A modern observability system is essential for maintaining and improving system performance, especially for teams practicing SRE (Site Reliability Engineering). This guide breaks down the key components—data collection to actionable insights—ensuring your observability strategy is robust and effective.

Key components of Modern Observability System

1. Instrumentation

Instrumentation is the foundation of any observability system and is crucial for understanding the behavior of complex systems like those built on microservices architecture.

It involves adding code to your application to collect telemetry data, providing visibility into system behavior.
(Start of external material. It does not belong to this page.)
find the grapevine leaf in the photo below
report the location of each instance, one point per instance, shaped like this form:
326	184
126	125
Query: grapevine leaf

The below image shows various logos, indicating multiple instrumentation options:

  • OpenTelemetry (the de facto standard for vendor-neutral instrumentation)
  • AWS-specific tools (for cloud-native observability)
  • Prometheus client libraries (popular for metrics collection)
  • Vendor-specific agents (offering tailored solutions)
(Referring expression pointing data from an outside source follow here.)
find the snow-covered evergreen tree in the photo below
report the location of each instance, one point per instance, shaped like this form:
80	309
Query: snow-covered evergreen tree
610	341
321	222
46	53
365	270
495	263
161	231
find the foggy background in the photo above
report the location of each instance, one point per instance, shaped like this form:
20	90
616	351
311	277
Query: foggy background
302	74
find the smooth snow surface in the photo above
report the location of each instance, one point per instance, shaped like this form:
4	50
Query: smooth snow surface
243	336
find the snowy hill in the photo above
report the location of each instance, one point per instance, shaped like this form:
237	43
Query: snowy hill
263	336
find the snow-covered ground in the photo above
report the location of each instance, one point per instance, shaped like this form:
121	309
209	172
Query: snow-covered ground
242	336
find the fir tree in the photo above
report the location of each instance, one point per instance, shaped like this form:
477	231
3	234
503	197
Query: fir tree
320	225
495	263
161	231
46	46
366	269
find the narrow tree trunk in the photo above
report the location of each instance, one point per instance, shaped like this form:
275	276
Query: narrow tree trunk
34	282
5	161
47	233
Key considerations for instrumentation:

  • Compatibility with your tech stack
  • Overhead on application performance
  • Granularity of data collected
  • Ease of implementation and maintenance

2. Ingestion

After data collection, the next critical step in a modern observability system is data ingestion. The ingestion layer goes beyond the capabilities of traditional monitoring and effectively handles the influx of telemetry data from diverse data sources, including applications, infrastructure, and cloud environments, optimizing it for storage and analysis.

To efficiently handle the influx of data, modern monitoring tools often employ advanced ingestion techniques such as batching, buffering, and compression.

Key features of the ingestion layer include:

Flow Control

  • Cardinality Limiter: Prevents an explosion of unique time series, safeguarding storage and query system efficiency.
  • Concurrency Limiter: Automates the management of data ingestion rates, ensuring optimal system performance.
  • Streaming Aggregation: Combines similar data points to reduce overall data volume while retaining important information.

These mechanisms ensure the system can handle high volumes of data without losing critical information or becoming overwhelmed.

3. Storage

After ingestion, observability data needs to be stored efficiently for later analysis. Understanding the intricate dependencies between different components of your system is crucial for effective data storage and retrieval.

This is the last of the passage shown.